Subtract young voters.
PEOPLE WITH PRE-EXISTING CONDITIONS: Just before we left Washington for the August recess, John Boehner called a vote to repeal Obamacare. That made it an even 40 times the Republicans voted for repeal.
129 million Americans have pre-existing health conditions. Many of them are stuck without insurance or paying huge premiums for the privilege of being sick, or locked in a job they don’t want just to be insured. That’s a lot of people who are desperately looking forward to January 1, 2014, when people young and old with pre-existing conditions – cancer, heart condition, diabetes, asthma – will no longer have to worry about having insurance coverage and will not have to pay more than anyone else to get it.
That’s just one of the myriad of benefits that Obamacare offers to Americans. If you are one of those millions with a pre-existing condition, you may wish you could vote 40 times against the Republican who wanted to repeal Obamacare.
Subtract the millions of people with pre-exiting conditions.

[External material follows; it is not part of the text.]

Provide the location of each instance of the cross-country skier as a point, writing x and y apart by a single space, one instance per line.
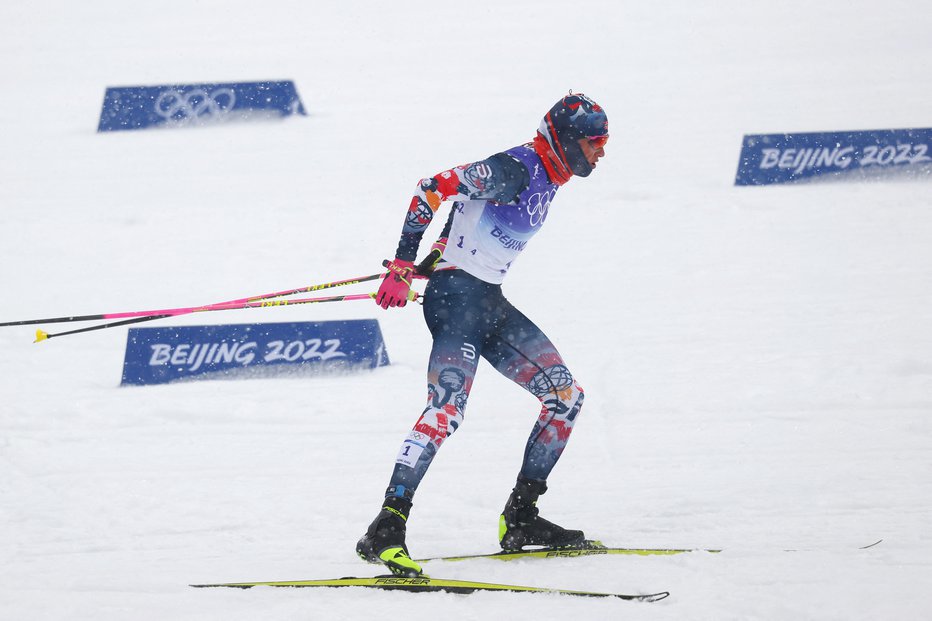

WORKERS: Fact: Between 1948 and 1973, the productivity of U.S. workers rose 96.8 percent and wages rose 93.7 percent. Fact: Between 1973 and 2011, productivity rose 80.1 percent but wages rose only 4.2 percent. Fact: Median household income today, adjusted for inflation, is at 1989 levels. Fact: 28 million workers earn less than $9.89 an hour, or $20,570 per year. Fact: The average CEO has gotten a raise of nearly 40 percent just since 2009. Many of them earn as much on the first day of work in January, as their workers earn all year.
You don’t need to be a math whizz to see the problem.
I have been at some demonstrations recently with low-wage fast food workers who are engaged in one-day strikes, demanding $15 per hour and a union to represent them. They now make the minimum wage. The Federal minimum wage is $7.25 per hour, the same as many states including New York. If lucky enough to work full time and never miss a day, those workers make a grand total of $15,080 over a year — clearly not enough to live on anywhere in the country. If that worker were to earn an hourly wage of $15, he or she would make $31,200 per year, rich by nobody’s standard, but an amount a small family can frugally live on, particularly if there is another worker in the household.
Republicans demonize those workers as “takers” because they have to turn to government programs for food assistance and health care. But it’s low-wage employers who depend on taxpayers to subsidize their employees because they refuse to pay a decent wage. It’s those rich companies and their CEO’s who are the real “takers.”
Republicans have been working non-stop since the early 1970’s to destroy unions, an effort that has successfully brought private sector union membership down to 6.6 percent of the workforce. It is no accident that wages stagnated as workers lost the power to collectively bargain for better pay and working conditions. That was the plan.
Conventional wisdom says that low-income people don’t vote in large percentages, and there is evidence to bear that out. But something new is happening. The working poor and middle class workers are organizing and fighting for fair wages and a better life for their children. They are in a voting mood.
Subtract workers who won’t take it anymore.
Add up all the voters that the Republicans have done their best to reject, and I refuse to believe that there are enough “safe” districts for them to maintain control of the House. I see danger for Republicans in 2014.